Gov. Lolo Matalasi Moliga
Takes issue with a call by Chicken of the Sea to eliminate it
fili@samoanews.com

Pago Pago, AMERICAN SAMOA — Gov. Lolo Matalasi Moliga is fighting back against a call by Chicken of the Sea International (COSI) - producer of Chicken of the Sea canned tuna - for the US Congress to eliminate once and for all the federal 30A-American Samoa Economic Development Credit (ASEDC).

COSI in a June 28th letter to the US Senate Employment and Community Development Taskforce recommended that the ASEDC “should be left to expire permanently”, as it benefits only StarKist Inc., COSI’s major competitor.

COSI’s letter was included in the Taskforce’s 216-page report released late last month, following a review of federal temporary tax policy — referred to as temporary tax extenders — including the ASEDC. (See Samoa News Aug. 29th edition for details)

Lolo was not pleased with COSI’s letter and wrote directly to the top leaders of the US Senate Committee on Ways and Means in a Sept. 27th letter saying, “I take strong issue” with COSI’s “self-serving letter” which calls to eliminate the ASEDC. Lolo said he is “concerned” that COSI’s “claims serve to undermine the credit, which is a vitally important tool in our efforts to retain and attract businesses to American Samoa.”

The governor recalled a March 2019 letter to the same US committee leaders, noting that American Samoa “does not enjoy the economic  benefits of a robust tourism industry or the presence of military installation as do other territories.” He explained that the territory’s remote location makes it more expensive to do business from American Samoa than from other islands in the region or from Asia, and the ASEDC “helps us reduce this competitive disadvantage as we seek to attract more businesses to the territory.”

He said StarKist is currently the single largest private sector employer on island, and “as such, is an interest of which we are fiercely supportive.” However, he said COSI’s depiction of ASEDC benefiting only StarKist “could not be further from the truth.”

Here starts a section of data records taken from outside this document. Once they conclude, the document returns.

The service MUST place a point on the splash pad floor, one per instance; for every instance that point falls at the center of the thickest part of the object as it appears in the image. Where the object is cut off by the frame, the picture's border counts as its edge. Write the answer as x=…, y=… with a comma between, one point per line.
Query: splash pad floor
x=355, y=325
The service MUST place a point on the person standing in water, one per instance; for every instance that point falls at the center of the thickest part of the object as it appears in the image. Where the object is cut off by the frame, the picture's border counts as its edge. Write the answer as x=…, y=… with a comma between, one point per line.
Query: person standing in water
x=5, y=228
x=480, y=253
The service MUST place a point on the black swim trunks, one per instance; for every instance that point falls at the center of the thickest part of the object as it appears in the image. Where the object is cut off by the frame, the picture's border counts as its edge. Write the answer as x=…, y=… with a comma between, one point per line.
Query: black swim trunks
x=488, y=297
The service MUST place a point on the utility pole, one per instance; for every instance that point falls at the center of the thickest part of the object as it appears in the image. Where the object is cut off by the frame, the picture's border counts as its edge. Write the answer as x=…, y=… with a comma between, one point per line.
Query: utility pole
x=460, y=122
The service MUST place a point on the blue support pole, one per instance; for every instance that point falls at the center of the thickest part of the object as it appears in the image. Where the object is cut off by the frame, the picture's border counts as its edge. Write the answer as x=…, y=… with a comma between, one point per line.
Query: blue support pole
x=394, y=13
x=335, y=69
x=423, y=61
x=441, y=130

“In fact, this credit is available to most companies that may consider setting up facilities in our territory and, without it, we will be at an even worse competitive advantage than we currently are,” Lolo explained. He pointed out that American Samoa has the lowest gross-domestic-product (GDP), by far, of any American state or territory.

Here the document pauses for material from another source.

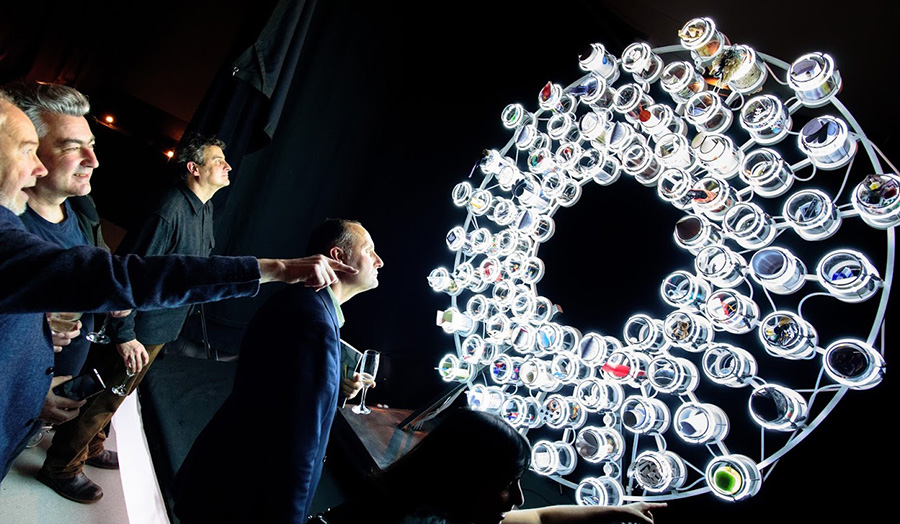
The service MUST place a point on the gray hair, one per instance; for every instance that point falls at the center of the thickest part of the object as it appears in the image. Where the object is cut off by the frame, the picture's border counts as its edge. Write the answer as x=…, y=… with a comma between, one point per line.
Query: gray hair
x=192, y=148
x=5, y=98
x=34, y=98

“In fact, our GDP is only one-half that of the next lowest territory,” he noted, adding that American Samoa’s unemployment rate is currently at 11.4% - more than three-times the national average. Lolo further stated that last year, American Samoa was devastated by Tropical Storm Gita, “the effects from which we are still recovering.”

“These factors explain why the American Samoa Economic Development Credit is so important to our territory, as a whole,” he wrote. “We are constantly on the lookout for companies that may seek to relocate to or expand in American Samoa”. Without the 30A-ASEDC, “our efforts at trying to boost our very challenged economy will be severely impacted.”

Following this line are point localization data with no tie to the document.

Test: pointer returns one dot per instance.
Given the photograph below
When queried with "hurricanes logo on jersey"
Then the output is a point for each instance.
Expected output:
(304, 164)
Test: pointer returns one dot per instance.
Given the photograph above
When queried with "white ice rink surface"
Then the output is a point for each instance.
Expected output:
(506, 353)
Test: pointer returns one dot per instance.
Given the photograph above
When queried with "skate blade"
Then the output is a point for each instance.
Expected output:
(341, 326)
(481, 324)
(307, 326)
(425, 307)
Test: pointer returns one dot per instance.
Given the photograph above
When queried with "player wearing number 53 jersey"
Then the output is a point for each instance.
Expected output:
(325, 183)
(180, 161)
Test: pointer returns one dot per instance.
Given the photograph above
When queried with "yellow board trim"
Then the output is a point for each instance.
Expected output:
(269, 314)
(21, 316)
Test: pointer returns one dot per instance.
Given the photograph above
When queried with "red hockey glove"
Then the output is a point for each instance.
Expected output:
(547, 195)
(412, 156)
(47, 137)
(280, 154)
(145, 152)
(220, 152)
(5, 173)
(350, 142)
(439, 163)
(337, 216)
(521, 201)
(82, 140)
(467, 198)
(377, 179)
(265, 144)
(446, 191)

In conclusion, Lolo wrote, “On behalf of the 55,000 residents of American Samoa, I urge you to ignore any self-interested calls to end the American Samoa Economic Development Credit and to instead, make it permanent so that we may continue to benefit from this important tool with a new level of certainty that it will be available to potential employers in our territory for the long term.”

US Rep. Rick W. Allen of Georgia also wrote to the Senate Taskforce earlier this year in June, calling for the elimination of the ASEDC, which he argues, benefits only StarKist, competing with COSI, a plant in Lyons, Georgia.

COSI made no mention in its letter that it shut down cannery operations in American Samoa on Sept. 30, 2009 — which was described at the time by then Gov. Togiola Tulafono as an “economic disaster” following the Sept. 29, 2009 tsunami —  and relocated operations to Lyons, Georgia — leaving more than 1,500 workers unemployed and causing a major economic blow to American Samoa.